Rape assault victims and those who allege sexual assault have to submit their phones to the police or risk having their case delayed or withdrawn. When one files a complaint of sexual abuse, they are often in tremendous stress; they are nervous and scared. The very idea that the police doubt their credibility and their story is often enough for many people not to report their abuse. Many have called this a ‘Digital strip search’, leaving the victim feeling more violated than protected.
The police perform this ‘strip search’, via a consent form which asks the victim’s permission to access their digital footprint. The police have stated that victims could potentially refuse to give their phone by explaining the reason behind the refusal. However, victims are then warned that refusal could then lead to the collapse of the investigation and no prosecution of the crime.
The consent forms were introduced in part to enable the defendant to counter false accusations of sexual abuse, as seen in the collapse of a number of high-profile rape cases. One of the cases where this was seen was that of Mr Liam Allens, who was accused of rape, but, after two years on bail and three days of trial was exonerated after his lawyers were provided with previously confidential text messages which showed the victim’s consent to the sexual activity. This case is often cited when discussing the ‘digital strip search’, as the downloaded mobile phone conversation was vital in establishing the accused’s innocence.
Many campaign groups and the Information Commissioner’s Office (ICO) have launched campaigns and investigations challenging this act, claiming that it violates the data protection and privacy rights of the victims, causes a delay in investigation and is highly discriminatory as it promotes victim violation, humiliation and vilification. Furthermore, they claim that the relevance (language and pictures) of data could potentially be interpreted in various ways. The director of the Centre for Women’s Justice, Harriet Wistrich, has claimed that handing in their whole digital history has been a significant deterrent in reporting rape, which is already one of the lowest prosecuted crimes.
However, the CPS have insisted that the digital data downloaded would not be used unless it was deemed necessary. However, in one case, a 12-year-old victim of sexual abuse was told to submit her digital history, even when the perpetrator admitted to the offence, causing a significant delay in the case. Therefore, one cannot deny that this form has helped create a toxic environment that requires the survivor to be ‘the perfect victim’ and to be scared that their testimony is going to be discredited.
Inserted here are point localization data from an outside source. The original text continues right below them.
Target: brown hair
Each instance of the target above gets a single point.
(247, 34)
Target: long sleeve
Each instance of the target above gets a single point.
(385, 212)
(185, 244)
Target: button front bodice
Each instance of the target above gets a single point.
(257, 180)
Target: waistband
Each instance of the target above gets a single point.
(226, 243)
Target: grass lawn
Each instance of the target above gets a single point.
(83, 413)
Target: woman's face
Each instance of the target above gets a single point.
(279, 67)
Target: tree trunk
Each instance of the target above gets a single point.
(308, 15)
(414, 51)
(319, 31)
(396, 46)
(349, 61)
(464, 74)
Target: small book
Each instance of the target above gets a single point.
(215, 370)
Similarly, in one case, a woman’s phone records of calls to an unknown number were used to show that the rape was consensual. The prosecutors implied that due to the time frame between the rape and the calls, she was not profoundly affected; even though she insisted that the calls were to a victim support helpline. Likewise, a victim of rape withdrew her case after the police demanded her digital data, despite her rapist being identified through DNA. Furthermore, one victim renounced her anonymity after her alleged attacker, even after confessing to raping her in a Facebook message, was not prosecuted.
A victim of sexual abuse, Bonny Turner said that she believes that the current system has allowed rape to be decriminalised if even a confession is not enough to get to trial. Therefore, it can be inferred that victims who do consent to the ‘strip-search’ are willing to sacrifice their privacy for the sake of justice. However, being anxious, scared and nervous, they often do so without understanding the implications. This disclosure could lead to stress, feelings of self-blame and lack of a support network due to the loss of their phone in a time of much need.
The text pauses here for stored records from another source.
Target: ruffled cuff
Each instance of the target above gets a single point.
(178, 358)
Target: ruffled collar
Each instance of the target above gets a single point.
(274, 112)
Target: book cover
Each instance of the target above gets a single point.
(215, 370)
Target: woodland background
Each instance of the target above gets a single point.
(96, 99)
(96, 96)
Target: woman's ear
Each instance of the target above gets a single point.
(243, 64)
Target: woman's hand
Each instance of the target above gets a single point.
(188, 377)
I believe this form is unethical, abusive, invasive and unfair to the victim of sexual abuse. Considering it is 2019, no individual should be forced to partake in a digital strip search as part of a routine procedure to report sexual abuse. However, considering the number of false rape cases that have been reported, the reasoning behind the consent form is understood. Moreover, everyone should be allowed to practice Article 6: the right to a fair trial, under the Human Rights Act (HRA) 1998. But at the same time the victims should not have to choose between their privacy, their integrity or their need for justice.